Em 2024, o Brasil registrou 1.459 feminicídios, o que significa que, em média, quatro mulheres foram cruelmente assassinadas diariamente no país, apenas por serem mulheres, segundo o Mapa da Segurança Pública 2025, publicado no último dia 11 de junho. No cenário mato-grossense, os dados são ainda mais chocantes. Dos 47 feminicídios ocorridos no estado, 83% aconteceram dentro de casa, um ambiente que deveria ser de segurança. Para agravar, nove dessas mulheres foram mortas na presença dos próprios filhos, deixando 89 crianças órfãs. Há também um aumento de 200% nos crimes de lesão corporal seguida de morte, evidenciando a extrema vulnerabilidade feminina.

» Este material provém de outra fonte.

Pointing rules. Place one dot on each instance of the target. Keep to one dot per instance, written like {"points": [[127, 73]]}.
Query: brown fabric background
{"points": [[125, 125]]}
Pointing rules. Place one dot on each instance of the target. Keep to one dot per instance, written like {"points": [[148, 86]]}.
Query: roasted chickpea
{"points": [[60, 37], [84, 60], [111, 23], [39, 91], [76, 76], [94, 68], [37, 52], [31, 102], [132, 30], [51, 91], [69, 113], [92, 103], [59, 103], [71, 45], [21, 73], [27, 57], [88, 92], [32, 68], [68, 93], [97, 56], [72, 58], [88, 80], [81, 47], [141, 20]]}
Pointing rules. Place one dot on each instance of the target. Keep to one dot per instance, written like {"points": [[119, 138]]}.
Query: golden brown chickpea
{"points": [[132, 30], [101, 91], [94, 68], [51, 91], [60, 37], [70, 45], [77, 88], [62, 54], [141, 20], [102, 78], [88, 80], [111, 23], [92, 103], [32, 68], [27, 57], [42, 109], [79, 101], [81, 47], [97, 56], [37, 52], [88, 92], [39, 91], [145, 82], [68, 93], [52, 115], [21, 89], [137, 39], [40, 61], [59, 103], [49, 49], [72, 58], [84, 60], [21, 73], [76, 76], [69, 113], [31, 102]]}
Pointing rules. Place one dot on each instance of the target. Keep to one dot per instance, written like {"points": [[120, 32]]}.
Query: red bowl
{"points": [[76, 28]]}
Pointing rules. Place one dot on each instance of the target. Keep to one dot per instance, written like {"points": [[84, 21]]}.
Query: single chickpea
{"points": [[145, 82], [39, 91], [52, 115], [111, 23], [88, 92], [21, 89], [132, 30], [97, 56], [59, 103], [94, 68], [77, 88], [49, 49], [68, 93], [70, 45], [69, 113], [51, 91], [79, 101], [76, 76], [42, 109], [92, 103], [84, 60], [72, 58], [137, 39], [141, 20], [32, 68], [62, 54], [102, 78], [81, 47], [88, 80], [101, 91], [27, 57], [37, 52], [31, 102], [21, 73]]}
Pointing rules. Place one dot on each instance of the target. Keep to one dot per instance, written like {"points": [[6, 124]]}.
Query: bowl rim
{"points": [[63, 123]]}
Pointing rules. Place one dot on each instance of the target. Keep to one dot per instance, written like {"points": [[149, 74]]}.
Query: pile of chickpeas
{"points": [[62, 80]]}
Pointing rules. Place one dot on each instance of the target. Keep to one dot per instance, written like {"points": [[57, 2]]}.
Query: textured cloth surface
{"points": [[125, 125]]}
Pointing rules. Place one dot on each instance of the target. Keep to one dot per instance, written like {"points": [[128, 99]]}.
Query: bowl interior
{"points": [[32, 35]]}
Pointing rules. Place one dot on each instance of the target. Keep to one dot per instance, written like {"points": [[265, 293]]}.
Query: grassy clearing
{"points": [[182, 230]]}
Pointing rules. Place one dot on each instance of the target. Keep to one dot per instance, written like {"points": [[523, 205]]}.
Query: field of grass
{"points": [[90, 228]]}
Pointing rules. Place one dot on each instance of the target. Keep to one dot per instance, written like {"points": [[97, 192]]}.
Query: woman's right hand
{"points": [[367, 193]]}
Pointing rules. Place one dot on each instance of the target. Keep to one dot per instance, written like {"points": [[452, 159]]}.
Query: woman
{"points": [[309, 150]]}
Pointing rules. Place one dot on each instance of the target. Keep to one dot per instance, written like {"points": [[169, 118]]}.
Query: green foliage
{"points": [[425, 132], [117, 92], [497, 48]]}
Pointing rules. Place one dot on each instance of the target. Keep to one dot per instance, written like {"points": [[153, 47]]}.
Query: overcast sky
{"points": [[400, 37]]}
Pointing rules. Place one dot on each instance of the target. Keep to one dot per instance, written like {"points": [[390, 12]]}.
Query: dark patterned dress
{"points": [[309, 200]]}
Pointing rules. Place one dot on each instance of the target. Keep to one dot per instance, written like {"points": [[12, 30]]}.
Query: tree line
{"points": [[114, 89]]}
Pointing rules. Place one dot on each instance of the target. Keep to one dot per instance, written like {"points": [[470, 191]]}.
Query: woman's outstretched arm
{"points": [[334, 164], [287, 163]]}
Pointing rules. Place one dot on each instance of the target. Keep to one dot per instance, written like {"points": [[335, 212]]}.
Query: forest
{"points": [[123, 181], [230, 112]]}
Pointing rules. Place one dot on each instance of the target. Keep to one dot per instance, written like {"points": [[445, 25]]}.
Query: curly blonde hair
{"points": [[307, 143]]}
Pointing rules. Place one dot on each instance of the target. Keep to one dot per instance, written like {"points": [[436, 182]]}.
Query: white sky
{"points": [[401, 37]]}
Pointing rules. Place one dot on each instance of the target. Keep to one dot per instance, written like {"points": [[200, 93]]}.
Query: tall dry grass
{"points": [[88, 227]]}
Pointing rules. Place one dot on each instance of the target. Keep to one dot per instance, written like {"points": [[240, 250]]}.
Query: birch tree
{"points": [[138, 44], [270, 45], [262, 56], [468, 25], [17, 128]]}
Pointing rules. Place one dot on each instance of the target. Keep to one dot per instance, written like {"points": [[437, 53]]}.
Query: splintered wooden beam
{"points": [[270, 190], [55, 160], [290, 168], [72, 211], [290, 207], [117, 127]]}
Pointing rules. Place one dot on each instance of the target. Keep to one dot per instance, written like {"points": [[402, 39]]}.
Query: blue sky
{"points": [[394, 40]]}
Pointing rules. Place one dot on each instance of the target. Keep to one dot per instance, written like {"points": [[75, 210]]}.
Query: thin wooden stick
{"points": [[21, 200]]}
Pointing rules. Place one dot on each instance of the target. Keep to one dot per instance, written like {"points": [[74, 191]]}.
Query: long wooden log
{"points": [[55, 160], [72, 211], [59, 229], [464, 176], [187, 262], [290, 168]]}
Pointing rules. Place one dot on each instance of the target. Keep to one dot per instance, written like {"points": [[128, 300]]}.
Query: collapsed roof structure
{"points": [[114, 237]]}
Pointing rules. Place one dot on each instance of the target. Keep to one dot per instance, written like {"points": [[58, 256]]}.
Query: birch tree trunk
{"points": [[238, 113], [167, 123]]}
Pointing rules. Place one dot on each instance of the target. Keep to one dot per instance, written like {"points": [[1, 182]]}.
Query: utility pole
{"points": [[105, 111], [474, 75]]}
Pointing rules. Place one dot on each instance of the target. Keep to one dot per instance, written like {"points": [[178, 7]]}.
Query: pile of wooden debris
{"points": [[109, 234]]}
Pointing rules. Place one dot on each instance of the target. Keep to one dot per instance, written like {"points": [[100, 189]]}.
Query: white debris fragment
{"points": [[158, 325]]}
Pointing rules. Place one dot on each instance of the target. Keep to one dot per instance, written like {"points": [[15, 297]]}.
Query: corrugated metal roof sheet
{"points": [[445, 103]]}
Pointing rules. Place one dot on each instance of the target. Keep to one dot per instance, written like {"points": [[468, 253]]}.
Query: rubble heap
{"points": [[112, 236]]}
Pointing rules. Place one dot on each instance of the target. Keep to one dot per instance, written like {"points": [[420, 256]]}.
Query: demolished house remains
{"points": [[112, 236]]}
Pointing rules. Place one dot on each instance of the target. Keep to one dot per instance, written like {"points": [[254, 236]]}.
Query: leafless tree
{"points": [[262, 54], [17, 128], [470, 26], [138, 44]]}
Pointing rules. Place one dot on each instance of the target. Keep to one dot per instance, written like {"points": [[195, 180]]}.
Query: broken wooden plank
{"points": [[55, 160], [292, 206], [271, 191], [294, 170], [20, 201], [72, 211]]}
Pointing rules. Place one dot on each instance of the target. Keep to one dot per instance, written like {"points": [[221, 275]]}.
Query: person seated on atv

A coordenadora da Coordenadoria Estadual da Mulher em Situação de Violência Doméstica e Familiar (Cemulher-MT), desembargadora Maria Erotides Kneip, falou de sua satisfação em ver o impacto positivo do Núcleo Thays Machado na vida das mulheres que trabalham no Poder Judiciário Estadual. Para ela, não é apenas um local físico, mas uma rede de apoio integral que acolhe, orienta e empodera.

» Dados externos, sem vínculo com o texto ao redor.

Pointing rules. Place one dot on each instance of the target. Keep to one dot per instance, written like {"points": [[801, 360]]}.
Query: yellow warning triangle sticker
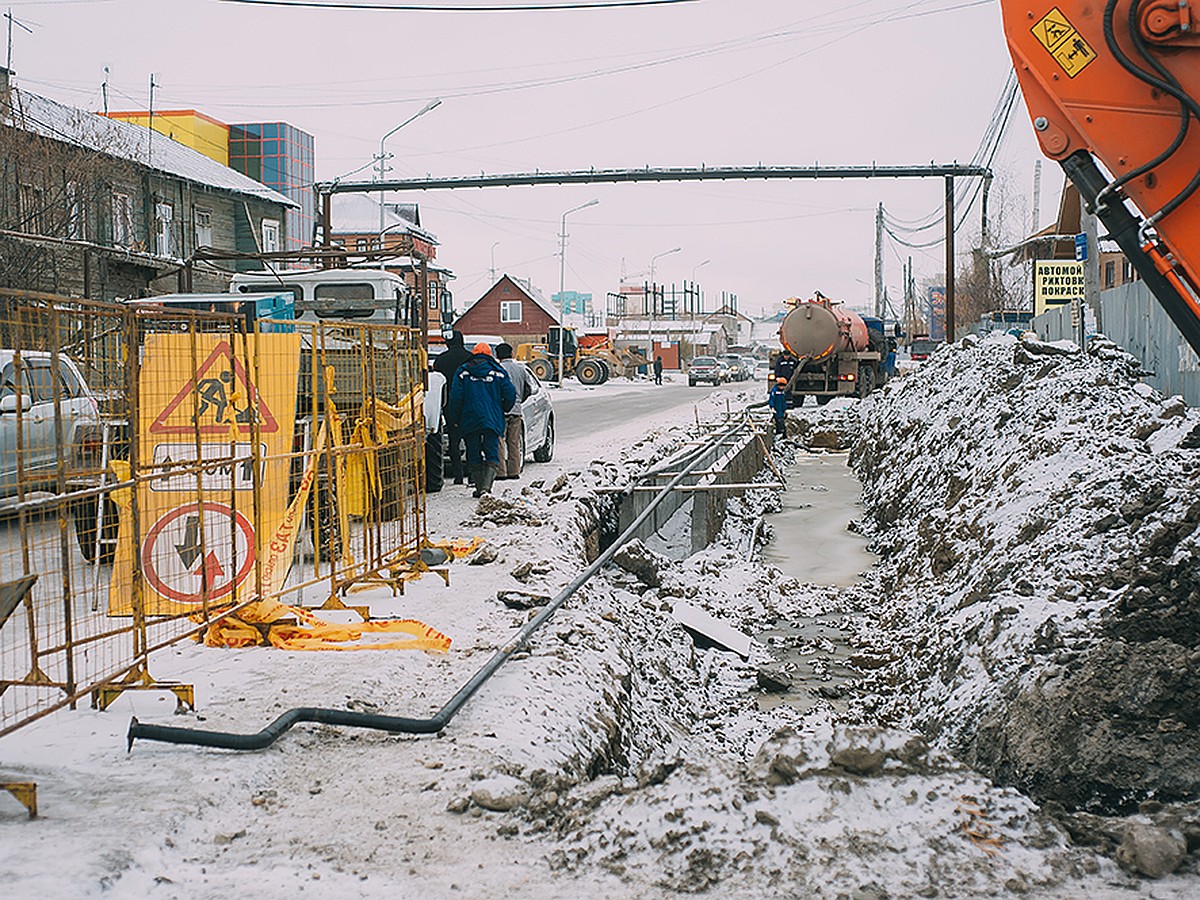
{"points": [[1053, 29], [223, 400]]}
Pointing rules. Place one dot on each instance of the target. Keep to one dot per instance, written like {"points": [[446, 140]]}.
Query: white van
{"points": [[345, 294], [372, 295]]}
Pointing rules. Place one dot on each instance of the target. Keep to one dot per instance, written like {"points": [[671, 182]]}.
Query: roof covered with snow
{"points": [[125, 141]]}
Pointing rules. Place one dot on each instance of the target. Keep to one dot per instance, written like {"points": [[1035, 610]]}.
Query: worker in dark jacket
{"points": [[778, 401], [454, 355], [480, 394]]}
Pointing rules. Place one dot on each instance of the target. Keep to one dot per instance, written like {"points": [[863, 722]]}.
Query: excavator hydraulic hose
{"points": [[403, 725]]}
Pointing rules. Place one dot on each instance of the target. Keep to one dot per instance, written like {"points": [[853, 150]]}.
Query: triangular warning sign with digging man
{"points": [[219, 399]]}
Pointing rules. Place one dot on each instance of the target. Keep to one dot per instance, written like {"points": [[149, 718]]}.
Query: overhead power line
{"points": [[454, 7]]}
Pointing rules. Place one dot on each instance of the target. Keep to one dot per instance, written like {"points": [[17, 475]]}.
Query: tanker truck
{"points": [[828, 352]]}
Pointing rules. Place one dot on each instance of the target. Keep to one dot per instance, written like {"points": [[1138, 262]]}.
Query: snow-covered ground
{"points": [[616, 759]]}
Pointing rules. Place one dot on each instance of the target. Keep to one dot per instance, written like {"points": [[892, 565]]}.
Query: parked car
{"points": [[539, 421], [705, 369], [736, 367], [78, 420]]}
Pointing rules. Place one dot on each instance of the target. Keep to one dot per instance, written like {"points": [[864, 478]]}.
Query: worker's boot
{"points": [[486, 479]]}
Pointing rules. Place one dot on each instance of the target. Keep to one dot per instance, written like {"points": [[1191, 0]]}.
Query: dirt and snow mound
{"points": [[1037, 514]]}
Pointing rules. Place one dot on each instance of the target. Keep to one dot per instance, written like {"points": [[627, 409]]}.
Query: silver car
{"points": [[40, 449], [539, 421]]}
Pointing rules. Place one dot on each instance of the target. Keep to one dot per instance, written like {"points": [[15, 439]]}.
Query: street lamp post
{"points": [[562, 285], [383, 159], [695, 300], [654, 293]]}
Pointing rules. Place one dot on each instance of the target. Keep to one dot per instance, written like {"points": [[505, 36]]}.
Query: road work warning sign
{"points": [[216, 417], [1056, 282]]}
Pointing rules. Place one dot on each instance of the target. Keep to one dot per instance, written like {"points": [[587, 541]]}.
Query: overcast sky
{"points": [[713, 82]]}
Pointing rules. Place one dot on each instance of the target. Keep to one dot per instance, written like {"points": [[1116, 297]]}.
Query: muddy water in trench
{"points": [[813, 544]]}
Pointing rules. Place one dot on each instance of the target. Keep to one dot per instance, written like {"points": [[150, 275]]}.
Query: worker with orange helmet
{"points": [[480, 394]]}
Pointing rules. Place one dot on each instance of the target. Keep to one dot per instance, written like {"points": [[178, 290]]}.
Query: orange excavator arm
{"points": [[1116, 83]]}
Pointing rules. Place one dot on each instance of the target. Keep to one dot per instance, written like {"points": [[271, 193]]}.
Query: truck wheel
{"points": [[546, 451], [865, 379], [435, 461], [589, 371]]}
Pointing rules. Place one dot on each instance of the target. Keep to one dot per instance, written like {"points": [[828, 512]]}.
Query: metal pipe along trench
{"points": [[395, 724]]}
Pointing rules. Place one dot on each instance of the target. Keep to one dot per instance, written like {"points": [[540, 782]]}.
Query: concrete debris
{"points": [[521, 599], [774, 678], [1155, 852], [642, 562], [484, 555], [501, 793]]}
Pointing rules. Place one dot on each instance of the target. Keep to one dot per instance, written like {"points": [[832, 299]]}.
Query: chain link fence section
{"points": [[160, 468]]}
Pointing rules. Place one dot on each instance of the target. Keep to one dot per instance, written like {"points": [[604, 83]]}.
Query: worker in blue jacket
{"points": [[778, 401], [480, 394]]}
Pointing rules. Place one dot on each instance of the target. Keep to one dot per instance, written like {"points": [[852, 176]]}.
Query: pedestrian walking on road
{"points": [[778, 402], [480, 394], [448, 363], [513, 441]]}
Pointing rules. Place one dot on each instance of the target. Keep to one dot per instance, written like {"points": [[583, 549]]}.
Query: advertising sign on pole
{"points": [[1056, 282]]}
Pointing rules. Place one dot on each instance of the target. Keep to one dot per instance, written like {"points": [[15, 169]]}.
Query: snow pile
{"points": [[1037, 514]]}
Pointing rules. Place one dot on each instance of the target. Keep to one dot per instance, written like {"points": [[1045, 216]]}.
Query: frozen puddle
{"points": [[811, 541]]}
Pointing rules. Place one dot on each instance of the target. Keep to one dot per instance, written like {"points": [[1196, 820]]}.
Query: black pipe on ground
{"points": [[394, 724]]}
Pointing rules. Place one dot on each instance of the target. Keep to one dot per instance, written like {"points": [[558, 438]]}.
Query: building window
{"points": [[203, 228], [33, 209], [270, 235], [123, 219], [163, 216], [77, 227]]}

“O Poder Judiciário de Mato Grosso se empenha ativamente em prevenir e combater a violência contra mulheres, tanto fora quanto dentro do âmbito da nossa instituição. O Núcleo Thays Machado representa esse compromisso em ir além do formal, humanizando a Justiça e garantindo que nossas magistradas, servidoras e colaboradoras se sintam seguras e apoiadas para romper o ciclo da violência. A vida da Thays Machado não foi em vão e por meio deste Núcleo, ela continua a inspirar a proteção e a esperança de muitas outras mulheres”, disse a desembargadora coordenadora.
Vida nova após o atendimento no Núcleo
Uma estagiária do Poder Judiciário contou sua história que é um testemunho da importância do Núcleo de Atendimento – Espaço Thays Machado. Há um ano, ela chegou lá em desespero, após meses de violência doméstica, e uma perseguição incessante do ex-namorado.

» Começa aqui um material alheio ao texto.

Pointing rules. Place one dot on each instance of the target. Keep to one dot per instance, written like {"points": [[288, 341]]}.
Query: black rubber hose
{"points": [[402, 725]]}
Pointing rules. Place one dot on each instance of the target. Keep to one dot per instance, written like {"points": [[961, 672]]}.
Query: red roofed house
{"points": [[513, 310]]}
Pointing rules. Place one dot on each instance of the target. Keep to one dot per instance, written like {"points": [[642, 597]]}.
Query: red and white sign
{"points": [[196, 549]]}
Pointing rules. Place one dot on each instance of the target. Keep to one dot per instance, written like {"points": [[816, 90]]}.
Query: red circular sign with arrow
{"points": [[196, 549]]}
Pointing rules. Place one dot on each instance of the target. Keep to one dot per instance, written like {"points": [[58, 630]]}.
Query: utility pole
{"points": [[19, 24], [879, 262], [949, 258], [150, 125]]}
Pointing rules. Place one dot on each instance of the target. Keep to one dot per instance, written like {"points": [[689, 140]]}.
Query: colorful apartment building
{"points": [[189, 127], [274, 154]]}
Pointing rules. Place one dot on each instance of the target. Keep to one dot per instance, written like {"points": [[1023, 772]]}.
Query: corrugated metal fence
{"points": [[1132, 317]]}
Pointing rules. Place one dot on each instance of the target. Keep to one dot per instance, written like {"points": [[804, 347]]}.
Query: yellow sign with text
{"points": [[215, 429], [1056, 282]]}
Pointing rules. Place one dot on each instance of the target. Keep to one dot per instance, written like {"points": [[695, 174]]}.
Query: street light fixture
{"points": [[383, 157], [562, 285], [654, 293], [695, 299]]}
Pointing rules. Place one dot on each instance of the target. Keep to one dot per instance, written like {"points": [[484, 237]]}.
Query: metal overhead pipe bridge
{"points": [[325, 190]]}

"Eu tinha sofrido violência doméstica, tanto física quanto emocional. Fui à delegacia, mas não me informaram sobre nenhuma ajuda, nem psicológica, nem sobre o botão do pânico, nada. Eu não tinha noção de que tipo de ajuda eu poderia ter. Foi no meu departamento que fiquei sabendo sobre o Espaço Thays Machado. Vim aqui e a Laurair me ajudou com a questão do botão do pânico. Eu nem sabia que tinha como baixar um aplicativo no celular e pedir ajuda, caso ele me perseguisse”, contou a servidora.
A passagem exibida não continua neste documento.